Ebbene sì, lo confesso... è una fottuta operazione di marketing
Foto già postata, lo so, ma spero che a qualcuno venga voglia di leggersi anche la sineddoche del racconto sottostante (è un anal...)
(cosa tocca fare per sdoganare un po' di CULtura letteraria, e non solo visiva!)
EFFIMERO POSSESSO
Ho goduto dentro di te, schiacciandoti sotto il peso del mio corpo. Ti ho domata, ti sei lasciata domare... Ho voluto che mi sentissi sopra, che ti sentissi bloccata, prigioniera, mentre il mio cazzo scavava nelle profondità delle tue viscere. Si era guadagnato questo premio inestimabile per averti fatto provare, in un cadenzato movimento di entrata e uscita, quanto desiderio si era accumulato nei suoi corpi cavernosi. E il tuo buchino che sa di miele d'acacia e di castagne si era dischiuso senza protestare, grato anche lui per l'omaggio che la mia lingua gli aveva reso poco prima. Il dono della mia saliva come pegno di altri umori.
Puntellandomi sulle braccia mi sollevo da te e ti guardo, come se ti vedessi nuovamente distinta da me dopo la fusione dei corpi surriscaldati. Sei bella ed elegante come sempre. Come sei anche quando rispondi, in un'oscena litania, alle mie reiterate domande di maschio infoiato. "Dillo che lo vuoi nel culo, troia". "Sì, mettimelo tutto nel culo". C'è una sovrana libertà in quell'accettare di essere troia per l'uomo che in quel momento ti ama e ti vuole, che rende regale il tuo linguaggio sboccato, la tua posa da puttana di strada, il tuo sguardo da bianca pollastra in calore... E questo aumenta la mia eccitazione, come quando la plebe in rivolta dilaga finalmente nei palazzi dei nobili e devasta, saccheggia, profana.

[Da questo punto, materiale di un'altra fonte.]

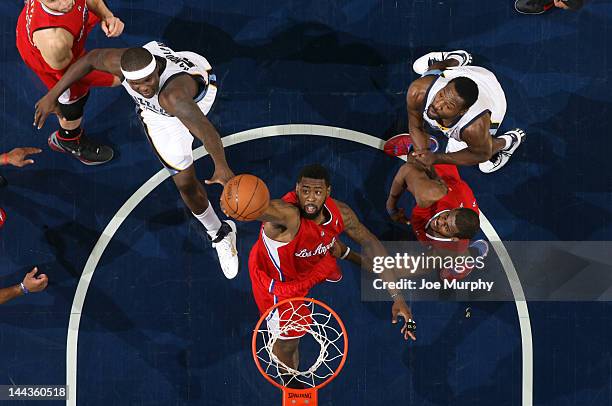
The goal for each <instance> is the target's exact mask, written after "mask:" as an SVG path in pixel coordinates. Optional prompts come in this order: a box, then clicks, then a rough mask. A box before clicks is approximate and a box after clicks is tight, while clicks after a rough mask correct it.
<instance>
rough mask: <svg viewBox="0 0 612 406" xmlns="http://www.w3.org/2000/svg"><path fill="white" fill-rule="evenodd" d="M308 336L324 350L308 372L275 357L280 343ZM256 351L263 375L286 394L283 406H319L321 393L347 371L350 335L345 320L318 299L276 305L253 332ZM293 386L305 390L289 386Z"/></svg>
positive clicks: (254, 357)
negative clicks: (286, 340)
mask: <svg viewBox="0 0 612 406" xmlns="http://www.w3.org/2000/svg"><path fill="white" fill-rule="evenodd" d="M305 309H307V310H306V311H305ZM308 334H309V335H310V336H311V337H312V338H313V339H314V340H315V341H316V342H317V343H318V344H319V346H320V349H319V353H318V357H317V359H316V361H315V362H314V363H313V365H311V366H310V367H309V368H308V369H306V370H302V371H300V370H296V369H293V368H291V367H290V366H288V365H286V364H284V363H283V362H282V361H281V360H279V359H278V357H276V355H275V354H274V352H273V348H274V344H275V343H276V341H278V340H279V339H280V340H282V339H287V338H297V337H302V336H306V335H308ZM252 351H253V359H254V361H255V365H257V369H259V372H261V374H262V375H263V376H264V377H265V378H266V379H267V380H268V382H270V383H271V384H272V385H274V386H276V387H277V388H279V389H281V390H282V391H283V406H299V405H307V406H316V405H317V404H318V402H317V399H318V394H317V393H318V391H319V389H321V388H323V387H325V386H326V385H327V384H329V383H330V382H331V381H332V380H333V379H334V378H335V377H336V376H338V374H339V373H340V371H341V370H342V367H344V363H345V361H346V356H347V354H348V335H347V333H346V328H345V327H344V323H343V322H342V319H340V316H338V314H337V313H336V312H335V311H334V310H333V309H332V308H331V307H329V306H328V305H326V304H325V303H323V302H321V301H319V300H316V299H312V298H305V297H298V298H292V299H286V300H283V301H281V302H279V303H277V304H275V305H274V306H272V307H271V308H269V309H268V310H267V311H266V312H265V313H264V314H263V315H262V316H261V318H260V319H259V321H258V322H257V325H256V326H255V329H254V331H253V339H252ZM292 383H293V385H292V386H293V387H295V386H296V384H297V386H303V387H304V389H294V388H290V387H287V386H286V385H290V384H292Z"/></svg>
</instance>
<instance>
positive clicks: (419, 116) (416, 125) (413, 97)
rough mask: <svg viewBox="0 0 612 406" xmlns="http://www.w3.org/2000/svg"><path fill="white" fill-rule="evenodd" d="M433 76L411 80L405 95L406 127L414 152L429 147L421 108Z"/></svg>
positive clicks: (423, 149)
mask: <svg viewBox="0 0 612 406" xmlns="http://www.w3.org/2000/svg"><path fill="white" fill-rule="evenodd" d="M435 79H436V77H435V76H425V77H422V78H419V79H417V80H415V81H414V82H412V84H411V85H410V87H409V88H408V94H407V95H406V104H407V108H408V128H409V131H410V137H411V138H412V142H413V143H414V148H415V152H421V151H426V150H427V149H428V148H429V137H428V136H427V134H426V133H425V128H424V125H423V109H424V107H425V102H426V98H427V90H428V89H429V87H430V86H431V83H432V82H433V81H434V80H435Z"/></svg>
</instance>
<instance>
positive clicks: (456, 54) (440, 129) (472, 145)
mask: <svg viewBox="0 0 612 406" xmlns="http://www.w3.org/2000/svg"><path fill="white" fill-rule="evenodd" d="M471 61H472V57H471V55H470V54H469V53H467V52H465V51H452V52H431V53H429V54H427V55H424V56H423V57H421V58H419V59H418V60H416V61H415V63H414V66H413V67H414V70H415V72H416V73H418V74H421V75H422V77H421V78H419V79H417V80H415V81H414V82H412V84H411V85H410V88H409V89H408V94H407V96H406V101H407V104H408V121H409V128H410V138H412V142H413V144H414V145H413V147H414V152H413V155H414V156H415V157H417V159H419V160H421V161H422V162H423V163H424V164H426V165H432V164H453V165H475V164H479V168H480V170H481V171H482V172H485V173H490V172H494V171H496V170H498V169H500V168H501V167H503V166H504V165H505V164H506V163H507V162H508V160H509V159H510V157H511V156H512V154H513V153H514V151H515V150H516V149H517V148H518V146H519V145H520V144H521V142H522V141H523V139H524V138H525V133H524V132H523V131H522V130H520V129H514V130H511V131H508V132H506V133H505V134H503V135H501V136H499V137H494V136H495V134H496V133H497V129H498V128H499V126H500V124H501V122H502V120H503V118H504V116H505V114H506V96H505V94H504V91H503V89H502V87H501V85H500V84H499V82H498V81H497V78H496V77H495V75H494V74H493V73H491V72H490V71H488V70H487V69H485V68H481V67H477V66H466V65H469V64H470V63H471ZM427 133H430V134H434V135H435V134H436V133H442V134H444V135H445V136H447V137H448V144H447V148H446V151H445V152H444V153H441V152H437V153H434V152H432V151H429V136H428V135H427ZM395 142H397V140H395Z"/></svg>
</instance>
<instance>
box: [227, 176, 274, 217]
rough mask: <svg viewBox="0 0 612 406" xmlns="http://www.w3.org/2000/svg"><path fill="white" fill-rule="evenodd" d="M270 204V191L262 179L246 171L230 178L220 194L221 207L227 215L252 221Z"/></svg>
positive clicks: (228, 215)
mask: <svg viewBox="0 0 612 406" xmlns="http://www.w3.org/2000/svg"><path fill="white" fill-rule="evenodd" d="M269 204H270V192H269V191H268V187H267V186H266V184H265V183H264V181H263V180H261V179H259V178H258V177H257V176H255V175H250V174H248V173H245V174H242V175H238V176H236V177H233V178H232V179H230V181H229V182H227V184H226V185H225V188H223V193H222V194H221V207H223V211H224V212H225V214H227V215H228V216H229V217H232V218H234V219H236V220H238V221H252V220H255V219H257V218H258V217H259V216H261V215H262V214H263V213H264V212H265V211H266V209H267V208H268V205H269Z"/></svg>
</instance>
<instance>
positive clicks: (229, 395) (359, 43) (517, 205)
mask: <svg viewBox="0 0 612 406" xmlns="http://www.w3.org/2000/svg"><path fill="white" fill-rule="evenodd" d="M108 3H109V6H110V8H111V9H112V10H113V11H114V12H115V14H116V15H117V16H119V17H120V18H122V20H123V21H124V22H125V23H126V29H125V32H124V34H123V35H122V36H121V37H120V38H119V39H113V40H110V39H107V38H105V37H104V35H103V33H102V32H101V31H99V30H97V29H96V30H95V31H94V32H93V33H92V35H91V36H90V38H89V42H88V48H90V49H91V48H97V47H129V46H137V45H140V44H144V43H146V42H148V41H150V40H153V39H155V40H161V41H163V42H164V43H166V44H168V45H169V46H171V47H172V48H174V49H175V50H190V51H195V52H198V53H201V54H203V55H204V56H206V57H207V58H208V59H209V61H210V62H211V64H212V65H213V67H214V70H215V73H216V74H217V77H218V78H219V82H220V91H219V95H218V98H217V102H216V105H215V107H214V110H213V112H212V113H211V114H210V115H209V118H210V119H211V121H212V122H213V123H214V124H215V125H216V126H217V128H218V130H219V132H220V133H221V134H222V135H223V136H227V135H230V134H233V133H236V132H239V131H244V130H249V129H253V128H258V127H264V126H271V125H284V124H321V125H327V126H334V127H341V128H347V129H352V130H356V131H360V132H363V133H366V134H370V135H373V136H375V137H379V138H382V139H387V138H389V137H391V136H392V135H394V134H396V133H398V132H400V131H405V130H406V128H407V123H406V117H405V91H406V88H407V87H408V85H409V84H410V82H411V81H412V80H414V79H415V78H416V75H415V74H414V73H413V72H412V70H411V64H412V61H413V60H414V59H415V58H416V57H418V56H420V55H422V54H423V53H425V52H428V51H431V50H440V49H447V50H452V49H468V50H470V51H471V52H473V54H474V57H475V64H478V65H482V66H485V67H487V68H489V69H490V70H492V71H493V72H494V73H495V74H496V75H497V77H498V79H499V80H500V82H501V83H502V86H503V87H504V90H505V92H506V97H507V100H508V113H507V115H506V119H505V121H504V123H503V124H502V130H507V129H511V128H514V127H517V126H518V127H521V128H523V129H525V130H526V132H527V133H528V141H527V143H526V144H525V145H524V146H523V147H521V149H520V150H518V152H517V154H516V156H515V157H513V160H512V161H511V162H510V164H509V165H508V167H506V168H504V169H503V170H502V171H500V172H498V173H495V174H492V175H487V176H485V175H482V174H481V173H479V172H478V171H477V170H476V169H475V168H464V169H462V170H461V173H462V175H463V176H464V178H465V179H466V180H467V181H468V182H469V183H470V185H471V186H472V188H473V189H474V191H475V194H476V197H477V199H478V201H479V205H480V208H481V209H482V211H483V212H484V213H485V214H486V216H487V217H488V218H489V220H490V221H491V224H492V226H493V227H494V228H495V230H496V231H497V233H498V234H499V235H500V237H501V238H502V239H503V240H509V241H510V240H515V241H517V240H518V241H520V240H524V241H527V240H580V241H588V240H611V239H612V222H611V221H610V219H611V211H612V210H611V208H612V182H611V181H610V179H611V177H610V173H611V171H612V161H611V160H610V154H611V153H612V148H611V147H610V140H609V136H610V131H609V128H610V127H609V123H608V121H609V117H610V115H611V114H612V108H611V107H612V92H611V88H610V84H609V81H610V77H611V72H612V63H610V62H609V58H610V57H612V52H611V46H610V44H609V41H610V40H609V38H610V35H611V34H610V27H609V25H610V22H611V20H612V4H610V3H609V2H607V1H604V0H599V1H598V0H593V1H591V2H589V3H587V5H586V6H585V8H584V9H583V10H581V11H580V12H579V13H568V12H561V11H555V12H551V13H548V14H545V15H542V16H538V17H531V16H522V15H519V14H517V13H516V12H515V11H514V9H513V4H512V3H513V1H511V0H508V1H506V0H492V1H470V2H468V1H460V0H456V1H450V0H449V1H427V0H421V1H399V2H388V1H378V0H359V1H324V0H322V1H299V2H294V1H289V2H287V1H284V2H283V1H264V2H249V1H242V0H240V1H232V2H226V1H176V2H167V1H138V0H132V1H117V0H111V1H109V2H108ZM21 6H22V3H21V2H20V1H11V2H2V3H1V4H0V11H1V15H2V17H1V18H0V26H1V28H2V31H1V34H0V38H1V41H2V51H1V52H2V58H1V60H0V81H1V90H0V92H1V93H0V95H1V97H0V114H1V117H2V120H1V121H0V125H1V126H2V133H1V134H2V135H1V136H0V151H7V150H10V149H12V148H14V147H17V146H24V145H32V146H40V147H43V148H44V153H43V154H41V155H39V156H37V157H36V164H35V165H33V166H30V167H28V168H25V169H22V170H16V169H14V168H2V174H3V175H4V176H5V177H7V178H8V180H9V182H10V186H9V187H8V188H5V189H1V190H0V206H1V207H3V208H4V209H5V210H6V211H7V214H8V219H7V222H6V224H5V226H4V227H3V228H2V229H0V286H8V285H11V284H14V283H17V282H19V281H20V280H21V278H22V277H23V274H24V273H25V272H26V271H27V270H29V269H30V268H31V266H32V265H38V266H39V268H41V270H43V271H44V272H45V273H46V274H48V275H49V278H50V284H49V287H48V288H47V290H46V291H45V292H43V293H40V294H36V295H31V296H28V297H27V298H18V299H15V300H14V301H12V302H10V303H7V304H4V305H2V307H1V308H0V385H6V384H65V383H66V379H67V378H66V369H67V363H66V353H67V334H68V322H69V318H70V313H71V306H72V303H73V299H74V297H75V291H76V286H77V284H78V281H79V278H80V277H81V273H82V272H83V269H84V267H85V263H86V261H87V259H88V258H89V256H90V253H91V252H92V248H93V247H94V245H95V244H96V242H97V241H98V239H99V238H100V236H101V233H102V231H103V230H104V228H105V227H106V226H107V224H108V223H109V222H110V221H111V219H112V218H113V217H114V216H115V214H116V213H117V211H118V209H119V208H120V207H121V206H122V205H123V204H124V203H125V202H126V200H127V199H128V198H129V197H130V196H132V195H133V194H134V192H135V191H136V190H137V189H138V188H139V187H140V186H141V185H143V184H144V183H145V182H146V181H147V180H148V179H149V178H150V177H151V176H153V175H154V174H155V173H157V172H158V171H159V169H160V168H161V167H160V164H159V162H158V161H157V160H156V158H155V156H154V155H153V153H152V152H151V150H150V148H149V146H148V144H147V142H146V140H145V137H144V135H143V134H142V132H141V129H140V124H139V123H138V120H137V118H136V116H135V114H134V108H133V103H132V101H131V100H130V99H129V98H128V97H127V96H126V95H125V94H124V92H123V90H121V89H95V90H94V91H93V92H92V95H91V97H90V100H89V102H88V105H87V109H86V119H85V120H86V121H85V128H86V131H88V133H89V134H90V135H92V136H95V137H98V138H99V139H102V140H105V141H107V142H109V143H111V144H112V145H113V146H115V147H116V150H117V151H118V154H117V157H116V158H115V159H114V160H113V162H111V163H109V164H108V165H105V166H101V167H96V168H92V167H85V166H82V165H81V164H79V163H78V162H77V161H76V160H73V159H70V158H69V157H66V156H62V155H60V154H57V153H54V152H51V151H49V150H48V148H46V147H44V145H45V144H46V137H47V136H48V134H49V133H50V132H51V131H53V130H54V129H55V125H56V124H55V121H54V120H53V119H51V120H49V121H48V123H47V124H46V126H45V128H44V129H43V130H41V131H36V130H34V129H32V127H31V122H32V116H33V111H34V109H33V106H34V102H35V101H36V100H37V99H38V98H39V97H41V96H42V95H43V89H42V85H40V84H39V83H38V82H37V81H36V78H35V77H34V75H33V74H31V73H30V72H29V71H28V70H27V68H26V67H25V66H24V65H23V64H22V62H21V60H20V58H19V55H18V53H17V50H16V48H15V46H14V41H15V37H14V25H15V22H16V18H17V16H18V14H19V11H20V9H21ZM226 152H227V156H228V159H229V162H230V164H231V166H232V167H233V169H234V171H235V172H236V173H243V172H249V173H253V174H256V175H257V176H259V177H261V178H263V179H264V180H265V181H266V182H267V184H268V185H269V187H270V191H271V193H272V195H273V196H277V197H278V196H281V195H282V194H283V193H285V192H286V191H288V190H290V189H291V188H292V187H293V184H294V181H295V177H296V175H297V172H298V171H299V169H300V168H301V166H302V165H304V164H308V163H312V162H320V163H322V164H324V165H326V166H327V167H328V168H329V169H330V171H331V172H332V185H333V191H332V194H333V196H334V197H335V198H337V199H339V200H342V201H345V202H347V203H348V204H349V205H351V206H352V207H353V208H354V209H355V211H356V213H357V214H358V215H359V216H360V218H361V219H362V220H363V222H364V223H365V224H366V225H367V226H368V227H369V228H370V229H371V230H372V231H373V232H374V233H375V234H377V235H379V236H381V237H385V238H387V237H388V238H394V239H400V238H404V237H405V238H406V239H408V238H410V230H409V229H407V228H405V229H404V228H401V227H396V226H394V225H392V224H391V223H390V222H389V221H388V219H387V215H386V213H385V210H384V204H385V200H386V196H387V191H388V187H389V185H390V183H391V180H392V176H393V174H394V173H395V171H396V170H397V168H398V166H399V165H400V161H398V160H392V159H391V158H388V157H386V156H385V155H384V154H383V153H382V152H380V151H378V150H375V149H373V148H370V147H367V146H364V145H361V144H359V143H356V142H351V141H346V140H334V139H330V138H324V137H320V136H314V135H311V134H308V133H307V132H305V133H304V134H295V135H290V136H283V137H276V138H267V139H258V140H252V141H248V142H245V143H240V144H237V145H234V146H231V147H229V148H227V150H226ZM197 170H198V174H199V176H200V177H201V178H202V179H205V178H207V177H208V176H210V174H211V173H212V164H211V162H210V159H209V158H204V159H201V160H199V161H198V163H197ZM220 191H221V190H220V187H218V186H213V187H210V188H209V192H210V195H211V201H213V202H215V201H218V197H219V194H220ZM257 230H258V224H255V223H249V224H246V223H244V224H241V225H240V228H239V231H240V234H239V236H240V237H239V251H240V256H241V260H242V264H243V266H242V270H241V274H240V275H239V276H238V278H237V279H236V280H233V281H231V282H229V281H227V280H225V279H224V278H223V276H222V274H221V272H220V270H219V269H218V267H217V265H216V261H215V259H214V256H213V250H212V249H211V248H210V245H209V243H208V242H207V241H206V239H205V237H204V235H203V230H202V229H201V228H200V227H199V225H198V224H197V223H196V221H195V220H194V219H193V218H192V216H191V215H190V214H189V213H188V212H187V211H186V210H185V209H184V208H183V205H182V202H181V200H180V198H179V196H178V194H177V192H176V190H175V188H174V186H173V184H172V182H171V181H170V180H166V181H164V182H163V183H161V184H160V185H159V186H158V187H156V188H155V189H154V190H153V191H152V192H151V193H150V194H149V195H147V196H146V197H144V199H143V200H142V202H140V204H138V205H137V206H136V207H135V209H134V210H133V211H132V212H131V213H130V215H129V216H128V217H127V218H126V219H125V220H124V222H123V224H122V225H121V227H120V228H119V229H118V230H117V232H116V233H115V234H114V236H113V238H112V239H111V241H110V243H109V245H108V247H107V248H106V250H105V251H104V253H103V254H102V256H101V258H100V262H99V263H98V265H97V267H96V269H95V273H94V274H93V277H92V279H91V284H90V286H89V290H88V292H87V296H86V299H85V304H84V307H83V309H82V316H81V319H80V328H79V335H78V369H77V370H76V372H75V373H76V377H77V382H78V387H77V390H78V398H77V404H79V405H275V404H280V393H279V392H278V391H277V390H276V389H275V388H273V387H272V386H271V385H269V384H268V383H267V382H266V381H265V380H264V379H263V377H261V376H260V375H259V373H258V371H257V369H256V368H255V366H254V364H253V362H252V358H251V353H250V337H251V331H252V328H253V327H254V325H255V322H256V321H257V317H258V313H257V309H256V307H255V303H254V301H253V299H252V297H251V293H250V286H249V284H250V282H249V278H248V272H247V269H246V262H247V255H248V251H249V249H250V247H251V245H252V244H253V242H254V241H255V239H256V237H257ZM342 266H343V271H344V276H345V277H344V279H343V280H342V281H341V282H340V283H338V284H333V285H332V284H327V285H321V286H318V287H316V288H315V289H314V290H313V292H312V296H314V297H317V298H320V299H322V300H324V301H325V302H326V303H328V304H329V305H331V306H332V307H333V308H334V309H335V310H336V311H337V312H338V313H339V314H340V315H341V316H342V318H343V320H344V322H345V323H346V326H347V329H348V334H349V340H350V353H349V358H348V361H347V364H346V366H345V368H344V370H343V371H342V373H341V375H340V376H339V377H338V378H337V380H335V381H334V382H333V383H332V384H331V385H329V386H328V387H326V388H325V389H324V390H323V391H322V392H321V394H320V403H321V404H322V405H346V404H355V405H389V404H397V405H423V406H425V405H427V406H429V405H525V403H523V401H522V399H523V393H524V391H525V390H528V391H529V392H530V393H532V395H533V403H532V404H534V405H550V406H552V405H555V406H558V405H573V406H577V405H596V406H599V405H612V355H611V348H610V342H612V329H611V328H610V324H611V322H612V317H611V316H610V312H611V311H612V306H611V305H610V304H609V303H600V302H580V303H567V302H566V303H558V302H557V303H543V302H529V303H528V310H529V316H530V325H531V333H532V334H531V338H532V344H533V368H530V371H531V372H532V374H533V382H532V387H527V388H525V387H524V385H523V372H524V371H523V348H524V344H525V343H524V342H522V338H521V331H520V328H519V319H518V315H517V309H516V305H515V303H514V302H493V303H471V304H469V305H470V306H471V307H472V317H470V318H469V319H467V318H465V317H464V314H465V312H464V310H465V307H466V305H468V304H465V303H435V302H418V303H414V305H413V311H414V314H415V316H416V318H417V320H418V323H419V331H418V334H419V336H418V341H417V342H416V343H405V342H404V341H403V340H402V339H401V338H400V334H399V331H398V329H397V328H396V327H395V326H393V325H392V324H391V323H390V305H389V304H388V303H371V302H363V301H361V294H360V276H359V272H360V271H359V269H357V268H355V267H353V266H351V265H347V264H343V265H342ZM26 403H27V402H21V403H19V402H15V404H26ZM50 403H53V402H50ZM56 403H58V404H59V403H62V404H63V403H64V402H56ZM7 404H12V403H7Z"/></svg>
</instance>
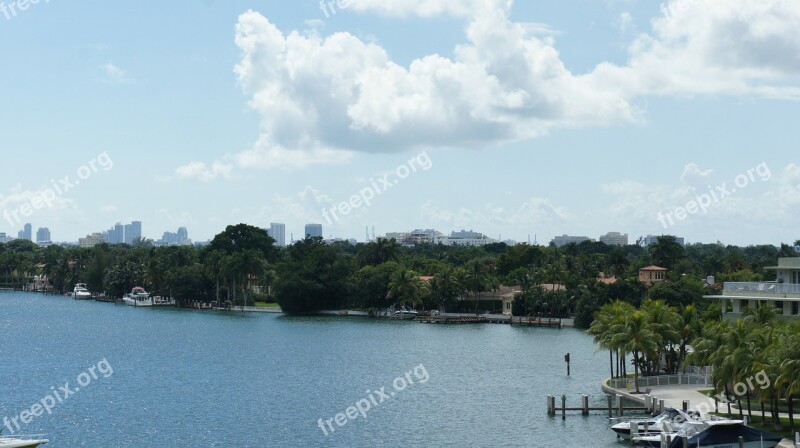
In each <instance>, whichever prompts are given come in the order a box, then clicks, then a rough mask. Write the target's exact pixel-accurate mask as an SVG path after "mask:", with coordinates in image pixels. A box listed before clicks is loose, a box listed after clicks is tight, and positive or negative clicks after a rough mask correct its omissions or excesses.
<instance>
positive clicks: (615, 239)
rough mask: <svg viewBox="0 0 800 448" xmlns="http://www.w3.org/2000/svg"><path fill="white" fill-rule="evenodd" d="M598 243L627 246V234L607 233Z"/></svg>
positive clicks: (618, 245)
mask: <svg viewBox="0 0 800 448" xmlns="http://www.w3.org/2000/svg"><path fill="white" fill-rule="evenodd" d="M600 242H601V243H605V244H608V245H609V246H627V245H628V234H627V233H619V232H608V233H606V234H605V235H603V236H601V237H600Z"/></svg>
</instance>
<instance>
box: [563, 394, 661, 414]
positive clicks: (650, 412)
mask: <svg viewBox="0 0 800 448" xmlns="http://www.w3.org/2000/svg"><path fill="white" fill-rule="evenodd" d="M614 398H615V397H613V396H611V395H607V400H608V405H607V406H602V407H598V406H594V407H592V406H589V396H588V395H581V406H579V407H569V406H567V396H566V395H562V396H561V406H560V407H559V406H557V404H556V397H555V395H548V396H547V415H548V416H550V417H555V416H556V415H558V414H559V413H560V414H561V419H562V420H566V419H567V412H580V413H581V415H583V416H587V415H589V413H590V412H598V411H599V412H604V413H606V412H607V413H608V417H609V418H612V417H614V416H615V414H616V417H622V416H624V415H625V413H630V412H638V413H647V414H652V413H653V412H655V411H659V412H660V411H661V410H663V406H664V401H663V400H661V402H660V403H658V402H652V401H651V403H653V408H652V409H650V408H648V407H646V406H625V400H624V397H623V396H622V395H617V396H616V403H615V400H614ZM659 405H660V406H661V408H660V409H659Z"/></svg>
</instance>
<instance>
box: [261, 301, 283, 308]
mask: <svg viewBox="0 0 800 448" xmlns="http://www.w3.org/2000/svg"><path fill="white" fill-rule="evenodd" d="M256 306H257V307H259V308H280V307H281V306H280V305H278V304H277V303H267V302H256Z"/></svg>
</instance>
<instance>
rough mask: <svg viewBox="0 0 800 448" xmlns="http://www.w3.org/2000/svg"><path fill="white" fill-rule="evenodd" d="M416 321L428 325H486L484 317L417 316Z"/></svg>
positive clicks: (475, 316) (415, 318)
mask: <svg viewBox="0 0 800 448" xmlns="http://www.w3.org/2000/svg"><path fill="white" fill-rule="evenodd" d="M414 320H416V321H417V322H422V323H426V324H484V323H487V322H489V320H488V319H486V317H484V316H417V317H416V318H415V319H414Z"/></svg>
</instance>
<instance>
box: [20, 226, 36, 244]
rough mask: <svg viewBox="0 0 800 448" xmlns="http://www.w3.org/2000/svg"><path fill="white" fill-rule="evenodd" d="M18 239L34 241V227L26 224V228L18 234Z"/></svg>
mask: <svg viewBox="0 0 800 448" xmlns="http://www.w3.org/2000/svg"><path fill="white" fill-rule="evenodd" d="M17 238H19V239H21V240H28V241H33V226H32V225H31V224H30V223H28V224H25V227H24V228H23V229H22V230H20V231H19V233H17Z"/></svg>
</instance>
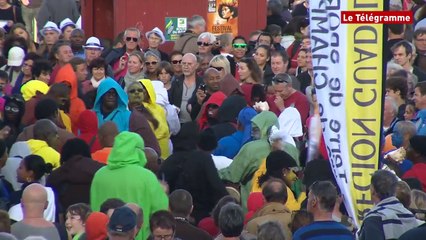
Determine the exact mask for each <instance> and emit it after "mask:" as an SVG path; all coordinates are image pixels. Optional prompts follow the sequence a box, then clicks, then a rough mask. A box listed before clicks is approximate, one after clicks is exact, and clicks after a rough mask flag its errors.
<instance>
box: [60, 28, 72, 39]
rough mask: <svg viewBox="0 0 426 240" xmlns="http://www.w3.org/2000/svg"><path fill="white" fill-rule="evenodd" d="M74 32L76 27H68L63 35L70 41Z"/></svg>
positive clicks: (64, 36)
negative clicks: (71, 33) (73, 30)
mask: <svg viewBox="0 0 426 240" xmlns="http://www.w3.org/2000/svg"><path fill="white" fill-rule="evenodd" d="M72 30H74V27H72V26H68V27H66V28H65V29H64V33H62V35H63V36H64V39H65V40H70V37H71V33H72Z"/></svg>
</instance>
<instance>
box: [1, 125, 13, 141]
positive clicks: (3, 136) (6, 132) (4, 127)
mask: <svg viewBox="0 0 426 240" xmlns="http://www.w3.org/2000/svg"><path fill="white" fill-rule="evenodd" d="M10 130H11V129H10V127H9V126H5V127H4V128H2V129H1V130H0V139H6V138H7V137H8V136H9V134H10Z"/></svg>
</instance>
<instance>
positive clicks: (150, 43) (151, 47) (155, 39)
mask: <svg viewBox="0 0 426 240" xmlns="http://www.w3.org/2000/svg"><path fill="white" fill-rule="evenodd" d="M160 43H161V38H160V37H159V36H157V34H155V33H151V34H150V35H149V37H148V45H149V47H150V48H153V49H157V48H158V46H160Z"/></svg>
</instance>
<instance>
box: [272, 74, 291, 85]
mask: <svg viewBox="0 0 426 240" xmlns="http://www.w3.org/2000/svg"><path fill="white" fill-rule="evenodd" d="M272 81H274V82H276V83H292V79H291V77H290V75H288V74H287V73H278V74H277V75H275V76H274V77H273V78H272Z"/></svg>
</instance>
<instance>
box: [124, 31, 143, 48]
mask: <svg viewBox="0 0 426 240" xmlns="http://www.w3.org/2000/svg"><path fill="white" fill-rule="evenodd" d="M139 41H140V36H138V33H137V32H135V31H128V32H127V35H126V36H124V42H125V43H126V49H127V51H133V50H135V49H136V48H137V47H138V45H139Z"/></svg>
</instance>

Ti guardo, dunque. E dal tuo viso appagato per il piacere ricevuto e soprattutto per quello offerto, i miei occhi scendono lungo la schiena fino all'umida sella tra le tue natiche ora rilassate. Lo vedo, il mio seme, lo vedo che esce dal tuo ano calmo ed arreso. Lo vedo e quel debordare - testimone liquido e fuggevole di un possesso tanto profondo quanto effimero - mi trasmette l'immagine del tuo corpo saturo di me, così pieno del mio sperma da espellerlo per sovrabbondanza. Astinenza di giorni, voluta e segreta, per riempire la mia faretra. E poi l'orgasmo, come lo scatto della corda dell'arco che libera la sua energia e la disperde nella corsa, all'inizio tesa e veloce, poi sempre più morbida e lenta, della freccia scagliata lontano.
Scende, il mio seme, come attratto da quell'altro vaso cui per natura sarebbe destinato. Lo ferma la tua mano, con un gesto aggraziato e deciso allo stesso tempo. Ho l'impressione - non so se sia vero, ma voglio pensarlo - che tu lo faccia anche per sentirne al tatto la consistenza vischiosa, per toccare con mano, appunto, il mio piacere che fuoriesce dal tuo corpo dopo averlo inondato.
Ti guardo e ti vedo mia. So bene che di lì a poco ti perderò, per riaverti quando? Ma come una stella resta tale anche se è solo una tra i miliardi e miliardi di astri che illuminano il firmamento, così l'averti avuta per un pugno di ore non sarà mai privo di senso. Per la mia esistenza e, oso sperarlo, anche per la tua.